Inflation is back. Rising prices have placed a “cost of living crisis” at the top of the economic, political and social agenda. Inevitably, this has brought central banks and monetary policy under the spotlight. Yet controversies over both are not new. On the contrary, while the issues change, debate over how monetary and financial stability can best be sustained abides. Though completed before inflation returned, two new books set out sharply conflicting perspectives on underlying issues.
In the orthodox corner stands Ben Bernanke, a governor of the Federal Reserve from 2002 and chair from 2006 to 2014, a period that includes the global financial crisis of 2007-09. Arguably, Bernanke is the most influential thinker and practitioner on central banking of our era.
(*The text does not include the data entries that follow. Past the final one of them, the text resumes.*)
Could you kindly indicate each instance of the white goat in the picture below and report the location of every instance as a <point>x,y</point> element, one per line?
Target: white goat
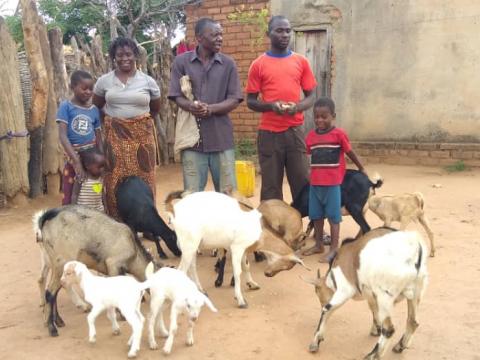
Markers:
<point>173,285</point>
<point>383,267</point>
<point>214,220</point>
<point>403,208</point>
<point>108,293</point>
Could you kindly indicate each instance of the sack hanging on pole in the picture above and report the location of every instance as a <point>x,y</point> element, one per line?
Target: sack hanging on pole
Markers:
<point>186,129</point>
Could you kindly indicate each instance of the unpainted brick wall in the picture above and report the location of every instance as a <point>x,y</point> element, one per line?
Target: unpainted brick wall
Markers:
<point>239,43</point>
<point>404,153</point>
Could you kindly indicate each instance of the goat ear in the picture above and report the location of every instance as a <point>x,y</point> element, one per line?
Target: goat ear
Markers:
<point>209,303</point>
<point>271,256</point>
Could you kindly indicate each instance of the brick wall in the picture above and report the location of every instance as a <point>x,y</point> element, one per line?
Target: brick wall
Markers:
<point>432,154</point>
<point>238,42</point>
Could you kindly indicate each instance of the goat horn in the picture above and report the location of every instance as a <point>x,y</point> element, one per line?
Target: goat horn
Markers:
<point>313,282</point>
<point>300,261</point>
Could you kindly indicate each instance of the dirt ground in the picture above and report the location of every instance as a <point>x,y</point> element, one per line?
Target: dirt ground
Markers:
<point>283,314</point>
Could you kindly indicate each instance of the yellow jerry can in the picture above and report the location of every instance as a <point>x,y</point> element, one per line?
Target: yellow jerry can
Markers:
<point>245,172</point>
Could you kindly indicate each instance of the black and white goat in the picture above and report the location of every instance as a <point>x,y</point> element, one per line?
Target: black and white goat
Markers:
<point>382,266</point>
<point>137,209</point>
<point>355,190</point>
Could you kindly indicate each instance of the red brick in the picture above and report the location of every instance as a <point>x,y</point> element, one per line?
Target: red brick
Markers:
<point>462,154</point>
<point>220,17</point>
<point>209,3</point>
<point>243,35</point>
<point>228,9</point>
<point>214,10</point>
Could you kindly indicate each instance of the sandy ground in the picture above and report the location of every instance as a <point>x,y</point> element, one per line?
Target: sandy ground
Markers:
<point>283,314</point>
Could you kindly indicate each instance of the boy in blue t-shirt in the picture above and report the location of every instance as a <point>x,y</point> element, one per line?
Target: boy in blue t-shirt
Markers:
<point>79,128</point>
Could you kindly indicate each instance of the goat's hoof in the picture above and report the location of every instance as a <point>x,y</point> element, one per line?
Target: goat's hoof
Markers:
<point>399,347</point>
<point>313,347</point>
<point>372,356</point>
<point>59,322</point>
<point>253,286</point>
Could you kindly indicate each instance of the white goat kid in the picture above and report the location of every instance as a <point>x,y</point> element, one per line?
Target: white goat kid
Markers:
<point>173,285</point>
<point>214,220</point>
<point>108,293</point>
<point>382,267</point>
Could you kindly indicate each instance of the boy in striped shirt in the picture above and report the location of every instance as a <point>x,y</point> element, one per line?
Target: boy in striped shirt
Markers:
<point>89,192</point>
<point>327,145</point>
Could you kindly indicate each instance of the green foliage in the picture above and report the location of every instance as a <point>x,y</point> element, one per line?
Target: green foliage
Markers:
<point>457,166</point>
<point>245,149</point>
<point>75,17</point>
<point>257,18</point>
<point>14,24</point>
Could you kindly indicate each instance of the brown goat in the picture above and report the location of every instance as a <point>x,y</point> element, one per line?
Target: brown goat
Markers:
<point>403,208</point>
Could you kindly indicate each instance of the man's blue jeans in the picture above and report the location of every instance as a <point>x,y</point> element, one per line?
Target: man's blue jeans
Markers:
<point>196,164</point>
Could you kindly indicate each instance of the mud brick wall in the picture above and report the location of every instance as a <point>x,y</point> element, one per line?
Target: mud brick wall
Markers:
<point>239,43</point>
<point>404,153</point>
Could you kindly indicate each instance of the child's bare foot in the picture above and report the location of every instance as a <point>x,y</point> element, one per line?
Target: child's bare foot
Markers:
<point>325,259</point>
<point>313,250</point>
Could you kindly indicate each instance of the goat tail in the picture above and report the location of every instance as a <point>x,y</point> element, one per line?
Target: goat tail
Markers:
<point>149,270</point>
<point>37,226</point>
<point>420,199</point>
<point>376,181</point>
<point>40,218</point>
<point>179,194</point>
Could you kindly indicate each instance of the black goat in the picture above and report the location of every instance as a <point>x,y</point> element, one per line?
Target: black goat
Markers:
<point>137,209</point>
<point>355,190</point>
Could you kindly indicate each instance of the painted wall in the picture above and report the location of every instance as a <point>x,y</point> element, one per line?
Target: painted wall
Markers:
<point>403,70</point>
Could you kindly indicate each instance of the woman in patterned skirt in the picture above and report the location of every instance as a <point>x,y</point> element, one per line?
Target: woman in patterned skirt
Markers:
<point>129,99</point>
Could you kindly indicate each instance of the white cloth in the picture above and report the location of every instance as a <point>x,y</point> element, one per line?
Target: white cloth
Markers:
<point>130,99</point>
<point>186,129</point>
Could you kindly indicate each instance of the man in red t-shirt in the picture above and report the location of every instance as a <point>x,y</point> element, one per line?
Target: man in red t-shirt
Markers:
<point>328,145</point>
<point>279,76</point>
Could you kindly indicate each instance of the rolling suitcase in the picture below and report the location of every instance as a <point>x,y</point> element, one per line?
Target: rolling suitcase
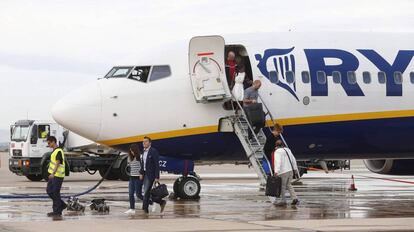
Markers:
<point>273,186</point>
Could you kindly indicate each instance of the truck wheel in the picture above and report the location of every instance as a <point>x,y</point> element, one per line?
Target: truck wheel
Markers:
<point>123,171</point>
<point>176,188</point>
<point>189,188</point>
<point>112,175</point>
<point>35,177</point>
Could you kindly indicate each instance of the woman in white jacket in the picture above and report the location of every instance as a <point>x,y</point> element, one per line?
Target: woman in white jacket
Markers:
<point>284,166</point>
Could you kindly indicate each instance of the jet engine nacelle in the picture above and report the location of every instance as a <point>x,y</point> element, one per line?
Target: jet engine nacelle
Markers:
<point>391,166</point>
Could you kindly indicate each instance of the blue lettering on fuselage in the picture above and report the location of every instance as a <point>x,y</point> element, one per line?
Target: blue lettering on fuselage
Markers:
<point>316,61</point>
<point>401,63</point>
<point>284,61</point>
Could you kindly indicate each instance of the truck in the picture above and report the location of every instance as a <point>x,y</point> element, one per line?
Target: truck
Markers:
<point>29,154</point>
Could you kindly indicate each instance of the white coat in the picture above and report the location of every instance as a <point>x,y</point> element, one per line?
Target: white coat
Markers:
<point>281,161</point>
<point>238,90</point>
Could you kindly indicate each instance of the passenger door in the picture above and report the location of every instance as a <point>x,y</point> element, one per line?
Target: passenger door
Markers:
<point>207,70</point>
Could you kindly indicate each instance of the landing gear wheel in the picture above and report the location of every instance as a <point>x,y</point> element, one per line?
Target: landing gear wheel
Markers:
<point>189,188</point>
<point>35,177</point>
<point>123,171</point>
<point>112,175</point>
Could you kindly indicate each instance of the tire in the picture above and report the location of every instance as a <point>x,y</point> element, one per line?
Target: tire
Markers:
<point>176,187</point>
<point>112,175</point>
<point>123,173</point>
<point>37,177</point>
<point>189,188</point>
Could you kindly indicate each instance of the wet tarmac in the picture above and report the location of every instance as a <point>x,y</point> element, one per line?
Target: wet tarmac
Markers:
<point>228,198</point>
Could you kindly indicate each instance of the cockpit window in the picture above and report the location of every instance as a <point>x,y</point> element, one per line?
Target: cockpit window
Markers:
<point>159,72</point>
<point>140,73</point>
<point>118,72</point>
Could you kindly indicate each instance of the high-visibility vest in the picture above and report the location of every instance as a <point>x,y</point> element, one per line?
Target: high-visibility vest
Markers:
<point>60,172</point>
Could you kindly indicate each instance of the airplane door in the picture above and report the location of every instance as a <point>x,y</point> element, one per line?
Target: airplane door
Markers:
<point>207,71</point>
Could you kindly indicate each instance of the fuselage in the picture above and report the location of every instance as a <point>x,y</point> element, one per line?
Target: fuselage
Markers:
<point>351,97</point>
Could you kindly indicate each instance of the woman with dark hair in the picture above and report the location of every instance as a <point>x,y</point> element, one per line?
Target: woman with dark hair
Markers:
<point>135,184</point>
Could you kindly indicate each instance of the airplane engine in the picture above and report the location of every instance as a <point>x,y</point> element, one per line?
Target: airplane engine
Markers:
<point>391,166</point>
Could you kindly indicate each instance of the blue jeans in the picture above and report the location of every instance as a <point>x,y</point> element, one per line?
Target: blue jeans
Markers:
<point>135,187</point>
<point>148,183</point>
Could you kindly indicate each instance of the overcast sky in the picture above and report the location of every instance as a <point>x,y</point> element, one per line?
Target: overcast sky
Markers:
<point>50,47</point>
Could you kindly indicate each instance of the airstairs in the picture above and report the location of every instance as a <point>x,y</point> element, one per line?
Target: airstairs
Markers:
<point>254,146</point>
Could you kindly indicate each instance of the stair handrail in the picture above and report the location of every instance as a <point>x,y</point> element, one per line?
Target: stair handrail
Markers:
<point>272,119</point>
<point>254,134</point>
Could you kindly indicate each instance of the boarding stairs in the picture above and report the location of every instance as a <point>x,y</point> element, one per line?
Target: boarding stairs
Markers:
<point>254,146</point>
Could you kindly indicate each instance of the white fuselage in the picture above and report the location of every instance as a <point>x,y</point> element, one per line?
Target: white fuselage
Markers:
<point>120,111</point>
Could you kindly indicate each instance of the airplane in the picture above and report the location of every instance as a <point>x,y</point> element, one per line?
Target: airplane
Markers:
<point>339,96</point>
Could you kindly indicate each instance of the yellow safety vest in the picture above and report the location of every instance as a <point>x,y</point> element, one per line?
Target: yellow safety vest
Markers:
<point>60,172</point>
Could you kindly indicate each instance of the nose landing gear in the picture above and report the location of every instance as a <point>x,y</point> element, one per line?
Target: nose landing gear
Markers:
<point>187,187</point>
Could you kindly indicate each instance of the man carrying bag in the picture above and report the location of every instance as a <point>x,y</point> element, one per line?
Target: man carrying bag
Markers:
<point>286,168</point>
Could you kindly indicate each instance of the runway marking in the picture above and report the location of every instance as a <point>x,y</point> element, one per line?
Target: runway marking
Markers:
<point>388,179</point>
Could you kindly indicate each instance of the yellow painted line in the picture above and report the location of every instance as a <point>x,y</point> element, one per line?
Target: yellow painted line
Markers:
<point>346,117</point>
<point>284,122</point>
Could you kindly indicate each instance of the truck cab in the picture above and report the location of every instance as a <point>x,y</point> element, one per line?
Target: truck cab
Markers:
<point>28,146</point>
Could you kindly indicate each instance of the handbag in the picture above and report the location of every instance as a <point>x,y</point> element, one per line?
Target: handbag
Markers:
<point>295,172</point>
<point>273,186</point>
<point>159,191</point>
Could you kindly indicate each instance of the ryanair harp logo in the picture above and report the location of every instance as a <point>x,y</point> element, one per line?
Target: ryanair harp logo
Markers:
<point>275,65</point>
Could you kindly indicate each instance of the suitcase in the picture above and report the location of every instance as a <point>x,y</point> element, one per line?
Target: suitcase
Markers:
<point>273,186</point>
<point>159,191</point>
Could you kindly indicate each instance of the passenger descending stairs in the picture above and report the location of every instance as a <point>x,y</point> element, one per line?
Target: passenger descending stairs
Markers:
<point>253,146</point>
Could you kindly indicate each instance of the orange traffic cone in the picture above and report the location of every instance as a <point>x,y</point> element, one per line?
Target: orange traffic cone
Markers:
<point>352,186</point>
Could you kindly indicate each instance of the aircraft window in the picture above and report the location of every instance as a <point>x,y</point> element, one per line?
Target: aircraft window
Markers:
<point>118,72</point>
<point>366,77</point>
<point>305,77</point>
<point>159,72</point>
<point>274,77</point>
<point>336,77</point>
<point>290,77</point>
<point>382,77</point>
<point>398,78</point>
<point>321,77</point>
<point>140,73</point>
<point>351,77</point>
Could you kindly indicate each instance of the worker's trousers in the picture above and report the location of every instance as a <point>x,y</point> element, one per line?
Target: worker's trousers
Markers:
<point>286,184</point>
<point>53,190</point>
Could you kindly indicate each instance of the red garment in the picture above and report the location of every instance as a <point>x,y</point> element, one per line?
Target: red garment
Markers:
<point>231,64</point>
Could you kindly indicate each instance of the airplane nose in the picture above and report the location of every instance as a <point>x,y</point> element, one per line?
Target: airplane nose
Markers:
<point>80,111</point>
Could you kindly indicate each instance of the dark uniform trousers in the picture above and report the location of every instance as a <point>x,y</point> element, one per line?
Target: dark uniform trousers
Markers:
<point>53,190</point>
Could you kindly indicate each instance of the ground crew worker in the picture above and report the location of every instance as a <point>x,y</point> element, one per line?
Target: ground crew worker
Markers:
<point>56,174</point>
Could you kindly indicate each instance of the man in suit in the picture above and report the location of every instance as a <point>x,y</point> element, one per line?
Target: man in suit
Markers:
<point>150,173</point>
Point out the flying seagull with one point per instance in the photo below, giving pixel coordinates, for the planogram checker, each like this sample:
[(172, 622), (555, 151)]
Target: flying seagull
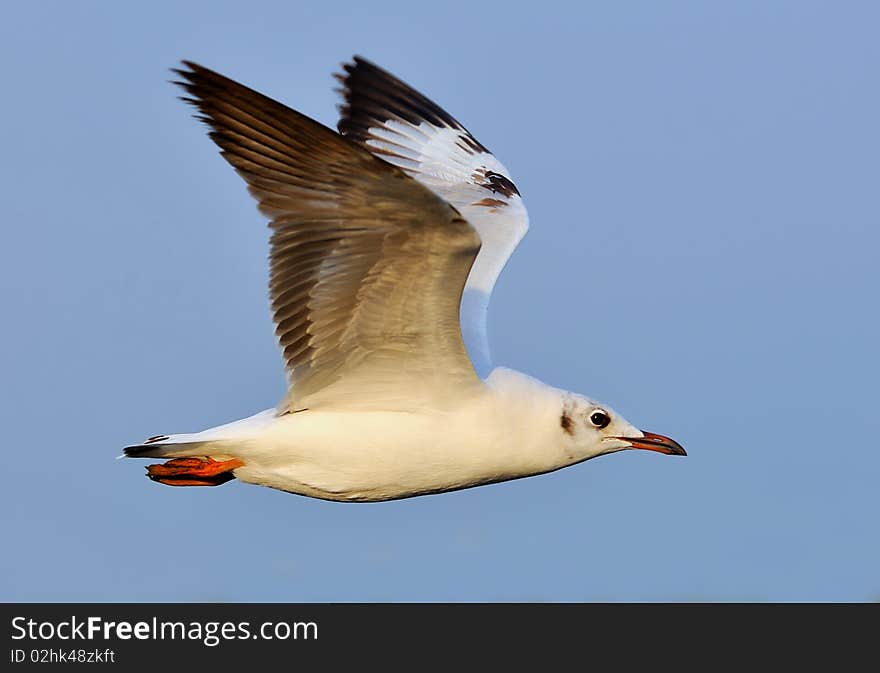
[(387, 239)]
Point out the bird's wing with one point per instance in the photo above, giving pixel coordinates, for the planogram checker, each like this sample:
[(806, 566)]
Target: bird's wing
[(403, 127), (367, 265)]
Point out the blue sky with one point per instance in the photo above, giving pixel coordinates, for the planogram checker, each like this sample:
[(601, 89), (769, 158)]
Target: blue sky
[(702, 183)]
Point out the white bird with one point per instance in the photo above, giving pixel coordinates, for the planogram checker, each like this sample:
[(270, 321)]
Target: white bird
[(387, 239)]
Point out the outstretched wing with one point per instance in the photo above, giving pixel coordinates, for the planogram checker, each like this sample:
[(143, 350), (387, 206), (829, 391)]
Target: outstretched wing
[(367, 265), (403, 127)]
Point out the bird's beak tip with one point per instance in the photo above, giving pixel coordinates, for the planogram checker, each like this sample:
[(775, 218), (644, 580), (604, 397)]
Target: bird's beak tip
[(654, 442)]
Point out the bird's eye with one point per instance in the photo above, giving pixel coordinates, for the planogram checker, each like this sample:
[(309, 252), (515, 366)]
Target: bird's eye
[(600, 418)]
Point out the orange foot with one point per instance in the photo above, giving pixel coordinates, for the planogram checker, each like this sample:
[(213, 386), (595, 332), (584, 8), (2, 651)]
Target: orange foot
[(194, 471)]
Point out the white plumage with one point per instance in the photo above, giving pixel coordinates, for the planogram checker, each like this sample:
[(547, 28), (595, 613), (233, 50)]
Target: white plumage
[(387, 241)]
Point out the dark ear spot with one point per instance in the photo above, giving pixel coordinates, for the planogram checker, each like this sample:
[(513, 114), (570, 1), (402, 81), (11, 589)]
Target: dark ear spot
[(566, 422)]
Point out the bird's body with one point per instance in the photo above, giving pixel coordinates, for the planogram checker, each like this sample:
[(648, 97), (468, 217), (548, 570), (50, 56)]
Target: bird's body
[(511, 427), (383, 238)]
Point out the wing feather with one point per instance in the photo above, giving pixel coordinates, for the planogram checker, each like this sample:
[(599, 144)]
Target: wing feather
[(405, 128), (367, 266)]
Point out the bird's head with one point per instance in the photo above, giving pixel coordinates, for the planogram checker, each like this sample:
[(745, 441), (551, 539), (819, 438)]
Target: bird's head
[(593, 429)]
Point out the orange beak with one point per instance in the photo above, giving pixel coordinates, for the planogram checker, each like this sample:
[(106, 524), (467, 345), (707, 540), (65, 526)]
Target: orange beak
[(659, 443)]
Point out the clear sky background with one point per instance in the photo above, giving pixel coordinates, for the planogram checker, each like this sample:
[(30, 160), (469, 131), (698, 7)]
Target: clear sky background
[(702, 180)]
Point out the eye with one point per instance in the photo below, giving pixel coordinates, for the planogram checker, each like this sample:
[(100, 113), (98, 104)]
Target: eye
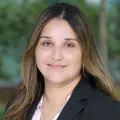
[(69, 45), (46, 43)]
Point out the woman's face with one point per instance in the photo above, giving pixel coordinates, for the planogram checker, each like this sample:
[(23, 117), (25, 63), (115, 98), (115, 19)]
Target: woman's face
[(58, 53)]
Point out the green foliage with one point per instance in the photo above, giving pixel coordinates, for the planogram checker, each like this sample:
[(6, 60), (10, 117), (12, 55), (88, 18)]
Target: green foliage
[(18, 20), (1, 112)]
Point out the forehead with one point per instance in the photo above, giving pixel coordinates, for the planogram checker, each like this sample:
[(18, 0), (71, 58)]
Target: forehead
[(58, 27)]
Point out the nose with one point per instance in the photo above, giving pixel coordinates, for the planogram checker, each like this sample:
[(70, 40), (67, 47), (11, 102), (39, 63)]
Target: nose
[(57, 54)]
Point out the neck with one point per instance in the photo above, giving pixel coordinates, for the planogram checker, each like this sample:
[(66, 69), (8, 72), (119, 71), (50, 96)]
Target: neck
[(58, 94)]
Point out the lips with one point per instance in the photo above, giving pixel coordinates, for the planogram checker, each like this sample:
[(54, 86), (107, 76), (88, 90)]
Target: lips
[(56, 66)]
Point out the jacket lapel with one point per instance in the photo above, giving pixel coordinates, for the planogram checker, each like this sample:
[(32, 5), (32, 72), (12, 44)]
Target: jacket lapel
[(75, 104), (77, 101)]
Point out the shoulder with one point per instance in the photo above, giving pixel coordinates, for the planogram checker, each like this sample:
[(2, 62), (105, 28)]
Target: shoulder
[(106, 106)]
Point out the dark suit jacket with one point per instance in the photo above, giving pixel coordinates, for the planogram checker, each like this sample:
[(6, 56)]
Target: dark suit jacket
[(86, 103)]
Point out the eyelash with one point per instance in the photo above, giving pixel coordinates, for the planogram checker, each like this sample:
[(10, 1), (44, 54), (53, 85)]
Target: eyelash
[(71, 45)]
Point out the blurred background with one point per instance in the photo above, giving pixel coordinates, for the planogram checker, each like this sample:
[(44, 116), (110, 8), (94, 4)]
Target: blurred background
[(17, 19)]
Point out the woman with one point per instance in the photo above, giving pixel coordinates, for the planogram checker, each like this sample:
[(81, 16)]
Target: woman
[(63, 75)]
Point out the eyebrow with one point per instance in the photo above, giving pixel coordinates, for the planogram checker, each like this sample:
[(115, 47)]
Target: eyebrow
[(48, 37)]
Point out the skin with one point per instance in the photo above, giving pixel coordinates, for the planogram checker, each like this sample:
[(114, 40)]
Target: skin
[(58, 57)]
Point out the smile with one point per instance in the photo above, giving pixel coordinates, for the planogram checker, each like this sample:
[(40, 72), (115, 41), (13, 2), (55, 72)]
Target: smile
[(56, 66)]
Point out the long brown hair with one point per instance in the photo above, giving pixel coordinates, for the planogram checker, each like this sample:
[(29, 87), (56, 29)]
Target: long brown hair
[(33, 83)]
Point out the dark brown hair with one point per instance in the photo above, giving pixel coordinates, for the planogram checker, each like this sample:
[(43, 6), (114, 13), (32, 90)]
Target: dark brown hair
[(33, 83)]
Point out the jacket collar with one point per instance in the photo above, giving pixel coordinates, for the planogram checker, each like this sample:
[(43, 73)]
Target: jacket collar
[(75, 104)]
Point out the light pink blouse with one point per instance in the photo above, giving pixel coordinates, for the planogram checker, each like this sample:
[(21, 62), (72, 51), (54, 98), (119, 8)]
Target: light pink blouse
[(37, 113)]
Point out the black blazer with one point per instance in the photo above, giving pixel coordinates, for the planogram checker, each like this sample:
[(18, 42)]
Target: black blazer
[(85, 103)]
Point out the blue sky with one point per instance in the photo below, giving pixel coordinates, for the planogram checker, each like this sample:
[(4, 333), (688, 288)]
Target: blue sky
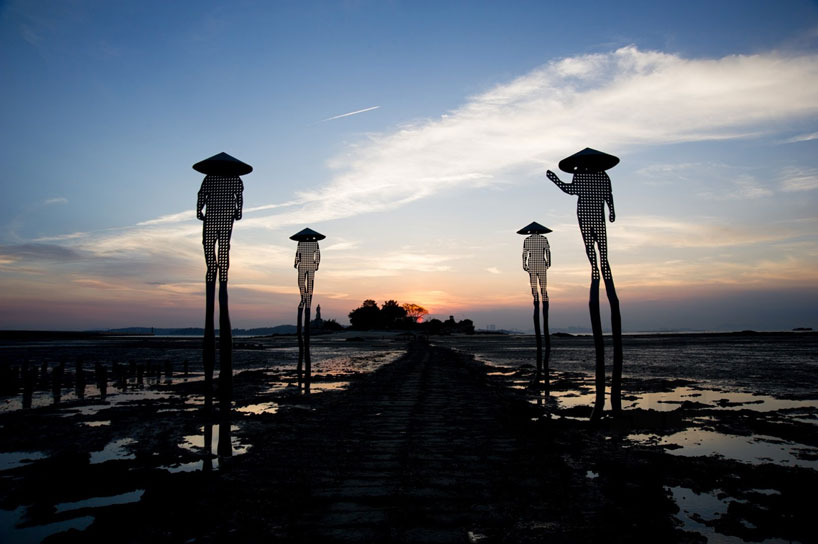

His book, 21st Century Monetary Policy, offers a lucid account of the evolution of central banking and the US central bank from the “great inflation” of the late 1960s, 1970s and early 1980s to today and into the future.
In the opposite corner stands Edward Chancellor, historian, asset manager, journalist and author. The Price of Time offers a history of interest back to the Babylonians as well as of the debate over the legitimacy of demanding it at all. Mainly, however, it is a polemic against everything Bernanke stands for. For Chancellor, the rate of interest is “the price of time” — the rate at which the money one expects to receive or pay in future should be adjusted into today’s. Under the influence of people such as Bernanke, he asserts, interest rates have been far too low for far too long, with ruinous results.
Behind each of them stands a different guru. For Bernanke, it is John Maynard Keynes, the pioneering British economist. As he notes: “Keynesian economics, in a modernised form, remains the central paradigm at the Fed and other central banks.” The main aim of monetary policy, then, is to achieve and sustain full employment.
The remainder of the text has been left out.